7,8-Dihydroxiflavone Protects Adult Rat Axotomized Retinal Ganglion Cells through MAPK/ERK and PI3K/AKT Activation

• Published in: International journal of molecular sciences Vol. 22; no. 19; p. 10896
• Main Authors: Galindo-Romero, Caridad, Vidal-Villegas, Beatriz, Asís-Martínez, Javier, Lucas-Ruiz, Fernando, Gallego-Ortega, Alejandro, Vidal-Sanz, Manuel
• Format: Journal Article
• Language: English
• Published: Basel MDPI AG 01.10.2021; MDPI
• Subjects: 1-Phosphatidylinositol 3-kinase; 7,8-dihydroxiflavone (DHF); 7,8-dihydroxiflavone/TrkB signaling; adult rats; AKT protein; axotomy; Brain-derived neurotrophic factor; Brn-3 protein; Extracellular signal-regulated kinase; Gene expression; Intracellular signalling; intraorbital optic nerve transection; Kinases; MAP kinase; Mueller cells; Neuroprotection; Optic nerve; Phosphorylation; Photoreceptors; Protein kinase; Proteins; Retina; Retinal ganglion cells; Sodium chloride; TrkB receptors; Vimentin; Western blotting
• ISSN: 1422-0067; 1661-6596; 1422-0067
• DOI: 10.3390/ijms221910896

We analyze the 7,8-dihydroxyflavone (DHF)/TrkB signaling activation of two main intracellular pathways, mitogen-activated protein kinase (MAPK)/ERK and phosphatidylinositol 3 kinase (PI3K)/AKT, in the neuroprotection of axotomized retinal ganglion cells (RGCs).
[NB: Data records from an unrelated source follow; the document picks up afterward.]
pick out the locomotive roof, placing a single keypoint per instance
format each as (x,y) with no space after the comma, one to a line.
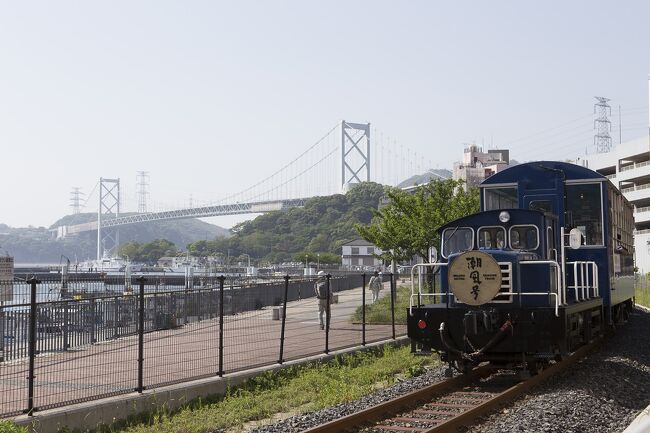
(532,170)
(491,217)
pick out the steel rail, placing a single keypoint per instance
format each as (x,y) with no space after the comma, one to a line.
(411,402)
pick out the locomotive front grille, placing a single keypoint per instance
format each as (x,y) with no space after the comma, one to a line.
(506,285)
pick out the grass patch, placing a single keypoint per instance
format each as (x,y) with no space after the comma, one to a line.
(11,427)
(292,390)
(642,296)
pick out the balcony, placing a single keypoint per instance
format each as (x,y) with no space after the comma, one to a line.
(634,171)
(635,193)
(642,215)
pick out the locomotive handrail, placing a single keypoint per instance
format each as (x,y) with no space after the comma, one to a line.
(581,269)
(560,298)
(419,293)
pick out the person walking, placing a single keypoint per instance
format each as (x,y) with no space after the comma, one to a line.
(320,287)
(375,286)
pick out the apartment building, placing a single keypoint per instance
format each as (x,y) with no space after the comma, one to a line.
(477,165)
(628,167)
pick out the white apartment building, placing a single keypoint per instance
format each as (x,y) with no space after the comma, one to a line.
(359,255)
(628,167)
(477,165)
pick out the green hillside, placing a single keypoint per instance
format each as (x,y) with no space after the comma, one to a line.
(320,227)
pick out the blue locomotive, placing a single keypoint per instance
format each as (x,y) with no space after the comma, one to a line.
(545,266)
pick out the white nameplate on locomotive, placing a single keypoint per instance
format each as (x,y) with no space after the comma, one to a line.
(474,277)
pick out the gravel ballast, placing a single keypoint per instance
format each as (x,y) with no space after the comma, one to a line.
(601,394)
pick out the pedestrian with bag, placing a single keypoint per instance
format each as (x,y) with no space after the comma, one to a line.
(375,286)
(321,289)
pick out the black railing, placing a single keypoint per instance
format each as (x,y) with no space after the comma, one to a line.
(65,345)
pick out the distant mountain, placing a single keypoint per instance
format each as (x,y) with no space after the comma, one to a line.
(320,227)
(39,245)
(421,179)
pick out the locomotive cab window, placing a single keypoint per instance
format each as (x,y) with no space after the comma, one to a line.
(501,198)
(584,211)
(492,237)
(524,237)
(457,240)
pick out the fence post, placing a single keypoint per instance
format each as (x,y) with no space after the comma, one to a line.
(392,302)
(186,304)
(32,345)
(116,317)
(66,325)
(221,281)
(328,310)
(284,317)
(140,387)
(93,321)
(363,309)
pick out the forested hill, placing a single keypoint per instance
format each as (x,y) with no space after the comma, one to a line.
(37,244)
(320,227)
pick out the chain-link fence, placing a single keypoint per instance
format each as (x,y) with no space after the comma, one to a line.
(78,338)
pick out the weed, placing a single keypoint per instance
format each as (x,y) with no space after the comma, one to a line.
(291,390)
(11,427)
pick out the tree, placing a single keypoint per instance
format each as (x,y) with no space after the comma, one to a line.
(408,225)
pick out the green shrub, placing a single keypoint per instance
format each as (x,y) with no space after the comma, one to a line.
(379,312)
(11,427)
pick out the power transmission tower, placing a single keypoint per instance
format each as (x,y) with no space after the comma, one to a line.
(355,153)
(143,191)
(602,125)
(109,207)
(75,200)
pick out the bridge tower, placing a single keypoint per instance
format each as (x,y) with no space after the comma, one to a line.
(109,207)
(355,153)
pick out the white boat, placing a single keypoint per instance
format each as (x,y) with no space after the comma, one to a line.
(108,264)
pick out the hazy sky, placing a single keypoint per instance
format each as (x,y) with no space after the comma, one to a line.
(211,96)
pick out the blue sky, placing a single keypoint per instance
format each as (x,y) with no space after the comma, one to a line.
(211,96)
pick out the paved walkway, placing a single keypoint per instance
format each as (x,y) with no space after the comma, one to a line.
(250,339)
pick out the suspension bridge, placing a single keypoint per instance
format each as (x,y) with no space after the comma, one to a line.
(344,156)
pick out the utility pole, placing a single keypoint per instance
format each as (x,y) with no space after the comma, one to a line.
(602,125)
(143,190)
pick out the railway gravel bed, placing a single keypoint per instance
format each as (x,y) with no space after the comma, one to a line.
(600,394)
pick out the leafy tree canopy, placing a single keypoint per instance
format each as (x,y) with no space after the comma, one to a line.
(408,225)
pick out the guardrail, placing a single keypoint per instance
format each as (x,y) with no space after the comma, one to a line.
(55,352)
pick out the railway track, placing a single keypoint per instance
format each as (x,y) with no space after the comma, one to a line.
(448,405)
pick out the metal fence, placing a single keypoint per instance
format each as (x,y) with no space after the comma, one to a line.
(69,341)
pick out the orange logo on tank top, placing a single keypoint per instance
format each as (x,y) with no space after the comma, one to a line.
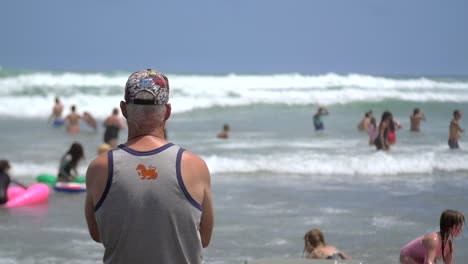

Methods: Adult albino Sprague-Dawley rats received left intraorbital optic nerve transection (IONT) and were divided in two groups. One group received daily intraperitoneal DHF (5 mg/kg) and another vehicle (1%DMSO in 0.9%NaCl) from one day before IONT until processing. Additional intact rats were employed as control (n = 4). At 1, 3 or 7 days (d) after IONT, phosphorylated (p)AKT, p-MAPK, and non-phosphorylated AKT and MAPK expression levels were analyzed in the retina by Western blotting (n = 4/group). Radial sections were also immunodetected for the above-mentioned proteins, and for Brn3a and vimentin to identify RGCs and Müller cells (MCs), respectively (n = 3/group). Results: IONT induced increased levels of p-MAPK and MAPK at 3d in DHF- or vehicle-treated retinas and at 7d in DHF-treated retinas. IONT induced a fast decrease in AKT in retinas treated with DHF or vehicle, with higher levels of phosphorylation in DHF-treated retinas at 7d. In intact retinas and vehicle-treated groups, no p-MAPK or MAPK expression in RGCs was observed. In DHF- treated retinas p-MAPK and MAPK were expressed in the ganglion cell layer and in the RGC nuclei 3 and 7d after IONT. AKT was observed in intact and axotomized RGCs, but the signal intensity of p-AKT was stronger in DHF-treated retinas. Finally, MCs expressed higher quantities of both MAPK and AKT at 3d in both DHF- and vehicle-treated retinas, and at 7d the phosphorylation of p-MAPK was higher in DHF-treated groups. Conclusions: Phosphorylation and increased levels of AKT and MAPK through MCs and RGCs in retinas after DHF-treatment may be responsible for the increased and long-lasting RGC protection afforded by DHF after IONT.